Seit dem Jahr 2008 ist der Pippenser Team-Chef von „Castrol Power-1 Suzuki Moto-Base“, und das hauptberuflich. „Früher bin ich selbst gefahren“, erzählt er und fügt hinzu: „Ich war gar nicht so schlecht.“ Bei der Deutschen Meisterschaft sei er gestartet, habe gute Sponsoring-Verträge gehabt. „Doch dann bin ich zu alt geworden“, sagt der 39-Jährige. „Der Sport geht ziemlich auf die Knochen.“ Mit ca. 34 Jahren sei bei den meisten Schluss. Bereits als Kind kam Michael Peters zum Motorsport. Der Team-Chef erinnert sich an seine Anfangszeit. „Ein Nachbar hatte mich zur Müllhalde in Ketzendorf mitgenommen und anschließend mit mir einen Abstecher zur Motocross-Anlage des MSC Elstorf gemacht.“

Nach diesem Besuch habe er seine Eltern so lange genervt, bis sie nachgaben und ihm das Hobby gestatteten. Später kauften sie ihrem Sohn ein kleines Cross-Motorrad. Zu diesem Zeitpunkt sei er elf Jahre alt gewesen. „Da ging es richtig los“, sagt Peters.
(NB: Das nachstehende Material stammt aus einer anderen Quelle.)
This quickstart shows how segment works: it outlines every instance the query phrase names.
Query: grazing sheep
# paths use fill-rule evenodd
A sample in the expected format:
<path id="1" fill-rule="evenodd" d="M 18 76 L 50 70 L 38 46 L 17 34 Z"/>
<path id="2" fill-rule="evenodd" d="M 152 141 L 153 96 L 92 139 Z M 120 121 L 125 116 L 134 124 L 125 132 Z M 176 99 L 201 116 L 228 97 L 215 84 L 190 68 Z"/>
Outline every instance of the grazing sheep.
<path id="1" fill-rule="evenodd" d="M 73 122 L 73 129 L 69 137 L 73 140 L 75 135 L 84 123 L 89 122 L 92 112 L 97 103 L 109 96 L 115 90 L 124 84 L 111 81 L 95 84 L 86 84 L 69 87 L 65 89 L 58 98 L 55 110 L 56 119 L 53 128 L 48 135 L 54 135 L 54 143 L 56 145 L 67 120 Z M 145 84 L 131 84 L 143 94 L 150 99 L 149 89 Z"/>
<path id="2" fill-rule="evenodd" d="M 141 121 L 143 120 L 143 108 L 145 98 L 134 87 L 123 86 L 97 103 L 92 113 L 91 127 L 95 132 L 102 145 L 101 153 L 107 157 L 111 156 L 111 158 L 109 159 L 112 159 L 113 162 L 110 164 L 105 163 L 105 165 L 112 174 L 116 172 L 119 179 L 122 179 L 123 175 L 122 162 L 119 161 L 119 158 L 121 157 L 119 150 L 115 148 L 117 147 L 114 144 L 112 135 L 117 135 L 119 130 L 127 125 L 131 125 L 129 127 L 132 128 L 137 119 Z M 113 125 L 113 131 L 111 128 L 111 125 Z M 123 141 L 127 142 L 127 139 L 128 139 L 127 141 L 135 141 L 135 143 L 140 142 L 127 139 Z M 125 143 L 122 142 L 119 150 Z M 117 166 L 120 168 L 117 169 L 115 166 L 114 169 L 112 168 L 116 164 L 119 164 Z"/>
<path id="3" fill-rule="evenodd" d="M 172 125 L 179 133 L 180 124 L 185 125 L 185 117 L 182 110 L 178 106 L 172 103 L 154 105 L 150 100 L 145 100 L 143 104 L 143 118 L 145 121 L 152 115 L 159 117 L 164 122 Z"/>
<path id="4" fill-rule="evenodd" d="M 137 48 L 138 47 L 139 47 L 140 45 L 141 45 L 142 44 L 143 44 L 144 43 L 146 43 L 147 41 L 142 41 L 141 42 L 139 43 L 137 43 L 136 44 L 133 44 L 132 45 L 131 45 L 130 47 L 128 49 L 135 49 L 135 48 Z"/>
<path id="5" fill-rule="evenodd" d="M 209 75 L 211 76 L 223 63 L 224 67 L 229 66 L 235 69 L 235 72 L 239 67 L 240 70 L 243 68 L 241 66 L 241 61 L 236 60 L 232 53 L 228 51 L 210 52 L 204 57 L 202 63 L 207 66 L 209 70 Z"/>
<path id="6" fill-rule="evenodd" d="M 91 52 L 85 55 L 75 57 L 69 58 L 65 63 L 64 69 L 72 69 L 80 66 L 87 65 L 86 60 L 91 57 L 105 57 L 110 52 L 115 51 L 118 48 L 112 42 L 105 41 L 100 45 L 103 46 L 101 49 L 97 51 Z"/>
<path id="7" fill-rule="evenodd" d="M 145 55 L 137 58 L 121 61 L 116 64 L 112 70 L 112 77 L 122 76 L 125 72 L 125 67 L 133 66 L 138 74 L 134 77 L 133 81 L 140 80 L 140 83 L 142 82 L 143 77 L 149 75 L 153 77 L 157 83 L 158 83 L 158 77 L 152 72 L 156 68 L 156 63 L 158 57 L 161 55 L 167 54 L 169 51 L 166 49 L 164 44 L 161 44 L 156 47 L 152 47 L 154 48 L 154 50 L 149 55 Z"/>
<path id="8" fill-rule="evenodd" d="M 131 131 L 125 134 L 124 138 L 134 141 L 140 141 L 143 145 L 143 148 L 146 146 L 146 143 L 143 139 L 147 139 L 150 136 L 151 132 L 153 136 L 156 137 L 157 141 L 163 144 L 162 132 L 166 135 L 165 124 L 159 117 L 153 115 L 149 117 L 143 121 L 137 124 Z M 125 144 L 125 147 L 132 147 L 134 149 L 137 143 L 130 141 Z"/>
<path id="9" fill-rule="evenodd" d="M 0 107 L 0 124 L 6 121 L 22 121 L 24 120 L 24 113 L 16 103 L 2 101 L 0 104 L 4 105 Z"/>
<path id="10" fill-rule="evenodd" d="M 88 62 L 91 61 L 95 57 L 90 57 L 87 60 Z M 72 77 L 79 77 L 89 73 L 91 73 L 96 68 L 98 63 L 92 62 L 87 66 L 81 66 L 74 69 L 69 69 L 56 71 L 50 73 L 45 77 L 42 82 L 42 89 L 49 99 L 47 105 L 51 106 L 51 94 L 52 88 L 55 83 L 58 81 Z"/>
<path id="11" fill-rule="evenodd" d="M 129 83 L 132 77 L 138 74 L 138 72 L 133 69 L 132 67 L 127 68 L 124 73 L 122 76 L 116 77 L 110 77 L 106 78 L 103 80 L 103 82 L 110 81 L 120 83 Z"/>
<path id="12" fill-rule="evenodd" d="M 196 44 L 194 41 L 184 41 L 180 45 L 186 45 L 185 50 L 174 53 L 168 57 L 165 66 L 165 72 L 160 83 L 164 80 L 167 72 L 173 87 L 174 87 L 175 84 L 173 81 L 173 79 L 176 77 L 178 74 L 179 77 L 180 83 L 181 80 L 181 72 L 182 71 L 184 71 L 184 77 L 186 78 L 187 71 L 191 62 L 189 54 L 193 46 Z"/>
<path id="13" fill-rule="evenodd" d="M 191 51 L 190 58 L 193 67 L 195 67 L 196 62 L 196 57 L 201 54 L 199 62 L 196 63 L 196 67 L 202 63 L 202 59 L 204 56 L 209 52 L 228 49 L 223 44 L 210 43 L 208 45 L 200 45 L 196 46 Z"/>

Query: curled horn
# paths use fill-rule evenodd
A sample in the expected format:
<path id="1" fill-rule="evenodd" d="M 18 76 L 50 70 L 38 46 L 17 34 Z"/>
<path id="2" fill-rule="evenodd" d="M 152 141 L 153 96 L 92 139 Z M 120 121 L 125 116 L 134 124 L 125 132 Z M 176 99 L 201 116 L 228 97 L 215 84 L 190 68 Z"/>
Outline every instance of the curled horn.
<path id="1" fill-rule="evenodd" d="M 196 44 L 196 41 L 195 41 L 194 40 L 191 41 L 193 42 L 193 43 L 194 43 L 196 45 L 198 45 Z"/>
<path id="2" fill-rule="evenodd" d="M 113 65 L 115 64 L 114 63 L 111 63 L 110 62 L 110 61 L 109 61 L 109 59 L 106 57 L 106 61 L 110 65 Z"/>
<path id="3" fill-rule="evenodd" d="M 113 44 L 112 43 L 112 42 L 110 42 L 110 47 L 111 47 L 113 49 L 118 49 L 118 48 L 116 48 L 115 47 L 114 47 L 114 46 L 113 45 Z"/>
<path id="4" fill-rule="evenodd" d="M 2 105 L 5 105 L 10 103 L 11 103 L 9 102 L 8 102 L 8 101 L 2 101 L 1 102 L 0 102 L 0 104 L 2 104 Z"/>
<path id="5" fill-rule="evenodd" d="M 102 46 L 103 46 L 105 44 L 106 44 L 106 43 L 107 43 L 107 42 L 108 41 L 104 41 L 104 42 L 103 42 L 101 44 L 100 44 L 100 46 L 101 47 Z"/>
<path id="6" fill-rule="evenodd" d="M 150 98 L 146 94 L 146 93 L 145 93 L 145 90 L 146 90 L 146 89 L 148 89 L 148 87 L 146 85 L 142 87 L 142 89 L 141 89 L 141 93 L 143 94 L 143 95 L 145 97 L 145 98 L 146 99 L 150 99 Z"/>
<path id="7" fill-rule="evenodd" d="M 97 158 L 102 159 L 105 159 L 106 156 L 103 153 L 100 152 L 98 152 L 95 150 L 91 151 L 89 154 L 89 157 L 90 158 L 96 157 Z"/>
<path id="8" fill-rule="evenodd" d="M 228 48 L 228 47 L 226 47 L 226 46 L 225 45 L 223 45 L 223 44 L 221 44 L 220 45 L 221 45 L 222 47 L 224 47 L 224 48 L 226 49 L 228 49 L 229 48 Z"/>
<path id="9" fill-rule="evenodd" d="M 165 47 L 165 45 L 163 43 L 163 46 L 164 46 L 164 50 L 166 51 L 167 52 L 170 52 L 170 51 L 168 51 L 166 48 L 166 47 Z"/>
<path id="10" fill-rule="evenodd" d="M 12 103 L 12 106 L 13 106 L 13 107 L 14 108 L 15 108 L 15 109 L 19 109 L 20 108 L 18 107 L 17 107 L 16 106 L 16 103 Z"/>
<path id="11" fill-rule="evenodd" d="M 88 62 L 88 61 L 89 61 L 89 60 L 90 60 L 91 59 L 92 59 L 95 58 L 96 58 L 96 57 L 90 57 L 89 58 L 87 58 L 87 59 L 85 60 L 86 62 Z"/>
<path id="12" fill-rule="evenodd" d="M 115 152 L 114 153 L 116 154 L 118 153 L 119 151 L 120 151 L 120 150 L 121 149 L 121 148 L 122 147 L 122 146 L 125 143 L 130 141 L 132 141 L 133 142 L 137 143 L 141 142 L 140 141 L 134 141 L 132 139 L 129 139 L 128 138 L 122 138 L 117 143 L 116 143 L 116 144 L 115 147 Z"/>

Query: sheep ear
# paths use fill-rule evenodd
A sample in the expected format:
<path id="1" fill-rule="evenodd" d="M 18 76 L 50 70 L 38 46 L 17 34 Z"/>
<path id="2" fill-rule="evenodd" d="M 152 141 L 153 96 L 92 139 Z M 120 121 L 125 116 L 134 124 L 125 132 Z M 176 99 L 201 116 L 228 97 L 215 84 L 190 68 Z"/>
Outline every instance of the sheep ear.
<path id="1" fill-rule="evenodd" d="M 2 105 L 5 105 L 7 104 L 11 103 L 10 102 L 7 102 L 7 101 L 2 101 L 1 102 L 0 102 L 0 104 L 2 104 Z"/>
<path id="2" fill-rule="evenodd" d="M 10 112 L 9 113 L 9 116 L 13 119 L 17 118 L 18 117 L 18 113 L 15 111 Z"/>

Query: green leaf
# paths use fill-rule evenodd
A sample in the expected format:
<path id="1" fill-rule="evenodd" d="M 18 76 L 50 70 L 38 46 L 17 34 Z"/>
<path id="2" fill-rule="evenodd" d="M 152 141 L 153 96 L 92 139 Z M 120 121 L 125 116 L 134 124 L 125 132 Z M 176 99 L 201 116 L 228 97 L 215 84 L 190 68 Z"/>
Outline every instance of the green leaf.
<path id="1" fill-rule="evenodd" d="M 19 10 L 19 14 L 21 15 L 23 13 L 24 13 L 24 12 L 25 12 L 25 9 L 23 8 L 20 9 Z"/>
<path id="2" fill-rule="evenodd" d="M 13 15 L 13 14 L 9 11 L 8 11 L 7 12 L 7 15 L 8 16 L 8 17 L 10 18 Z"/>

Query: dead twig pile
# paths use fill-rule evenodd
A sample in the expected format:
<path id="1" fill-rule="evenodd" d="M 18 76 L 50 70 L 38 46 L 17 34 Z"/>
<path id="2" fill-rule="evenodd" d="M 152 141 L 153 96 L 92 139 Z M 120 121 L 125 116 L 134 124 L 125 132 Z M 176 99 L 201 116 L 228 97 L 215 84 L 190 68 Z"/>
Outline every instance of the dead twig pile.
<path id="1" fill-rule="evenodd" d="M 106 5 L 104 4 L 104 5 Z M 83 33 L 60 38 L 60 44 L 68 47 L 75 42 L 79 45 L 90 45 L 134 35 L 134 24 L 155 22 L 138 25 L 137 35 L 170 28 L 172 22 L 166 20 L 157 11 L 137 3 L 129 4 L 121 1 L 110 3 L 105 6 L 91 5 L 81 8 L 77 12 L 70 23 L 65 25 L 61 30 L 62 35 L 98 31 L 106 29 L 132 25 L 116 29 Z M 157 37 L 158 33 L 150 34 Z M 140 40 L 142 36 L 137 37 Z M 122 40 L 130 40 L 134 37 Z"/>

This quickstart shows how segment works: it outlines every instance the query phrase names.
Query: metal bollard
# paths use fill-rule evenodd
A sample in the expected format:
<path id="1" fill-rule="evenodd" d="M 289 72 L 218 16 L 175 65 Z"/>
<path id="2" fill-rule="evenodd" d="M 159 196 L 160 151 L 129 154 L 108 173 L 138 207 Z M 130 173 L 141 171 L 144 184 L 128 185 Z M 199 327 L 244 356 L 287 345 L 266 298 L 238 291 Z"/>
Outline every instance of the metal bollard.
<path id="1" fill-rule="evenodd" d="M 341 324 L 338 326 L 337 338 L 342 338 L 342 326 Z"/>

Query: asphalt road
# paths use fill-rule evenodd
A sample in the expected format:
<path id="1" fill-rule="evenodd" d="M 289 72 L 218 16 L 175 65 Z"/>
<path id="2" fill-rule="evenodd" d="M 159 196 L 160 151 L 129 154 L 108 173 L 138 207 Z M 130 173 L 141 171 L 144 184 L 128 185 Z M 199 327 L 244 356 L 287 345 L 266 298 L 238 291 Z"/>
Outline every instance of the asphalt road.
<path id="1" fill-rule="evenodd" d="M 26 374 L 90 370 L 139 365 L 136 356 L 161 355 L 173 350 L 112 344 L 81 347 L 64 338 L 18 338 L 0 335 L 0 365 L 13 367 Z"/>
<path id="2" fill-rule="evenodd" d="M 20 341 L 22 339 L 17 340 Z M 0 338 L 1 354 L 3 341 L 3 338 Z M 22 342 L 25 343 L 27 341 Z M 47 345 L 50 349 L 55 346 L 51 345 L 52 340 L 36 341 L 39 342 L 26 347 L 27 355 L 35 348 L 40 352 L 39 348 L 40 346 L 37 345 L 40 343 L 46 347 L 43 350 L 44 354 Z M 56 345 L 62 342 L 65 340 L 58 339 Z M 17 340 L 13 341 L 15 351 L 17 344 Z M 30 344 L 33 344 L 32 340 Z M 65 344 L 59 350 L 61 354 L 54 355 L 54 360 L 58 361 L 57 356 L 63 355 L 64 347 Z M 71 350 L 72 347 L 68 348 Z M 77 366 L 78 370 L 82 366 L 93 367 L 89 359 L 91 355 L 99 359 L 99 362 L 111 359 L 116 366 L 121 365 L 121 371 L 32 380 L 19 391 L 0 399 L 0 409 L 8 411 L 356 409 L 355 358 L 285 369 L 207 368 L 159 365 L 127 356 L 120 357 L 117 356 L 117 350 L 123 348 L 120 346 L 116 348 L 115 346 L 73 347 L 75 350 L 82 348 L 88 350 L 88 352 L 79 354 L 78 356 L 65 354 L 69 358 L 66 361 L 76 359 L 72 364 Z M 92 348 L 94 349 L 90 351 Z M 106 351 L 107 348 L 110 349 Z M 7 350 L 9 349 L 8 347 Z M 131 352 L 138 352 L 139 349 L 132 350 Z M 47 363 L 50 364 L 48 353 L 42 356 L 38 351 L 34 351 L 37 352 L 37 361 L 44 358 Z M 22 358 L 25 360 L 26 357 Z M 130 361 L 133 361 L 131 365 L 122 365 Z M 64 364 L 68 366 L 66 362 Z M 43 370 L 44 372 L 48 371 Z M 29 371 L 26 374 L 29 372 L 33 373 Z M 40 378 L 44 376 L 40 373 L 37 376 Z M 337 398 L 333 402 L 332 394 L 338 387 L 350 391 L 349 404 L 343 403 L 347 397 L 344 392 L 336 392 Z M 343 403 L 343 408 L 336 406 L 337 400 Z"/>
Aus dem Hobby hat Michael Peters, der gemeinsam mit seiner Frau und drei Hunden in Buxtehude-Pippensen lebt, einen Beruf gemacht. Jetzt kümmert er sich um alles, was sein Motocross-Team betrifft, um Abwicklungen, Sponsoring und Wettkämpfe.

Ob das Team „Castrol Power-1 Suzuki Moto-Base“ an diesem Wochenende wieder so gut abschneiden kann wie im Vorjahr - dort ergatterte es in fünf Rennen vier Siege - werde sich zeigen, meint Michael Peters. Aber auf das Podest, davon ist er überzeugt, werde der ein oder andere es auf jeden Fall schaffen.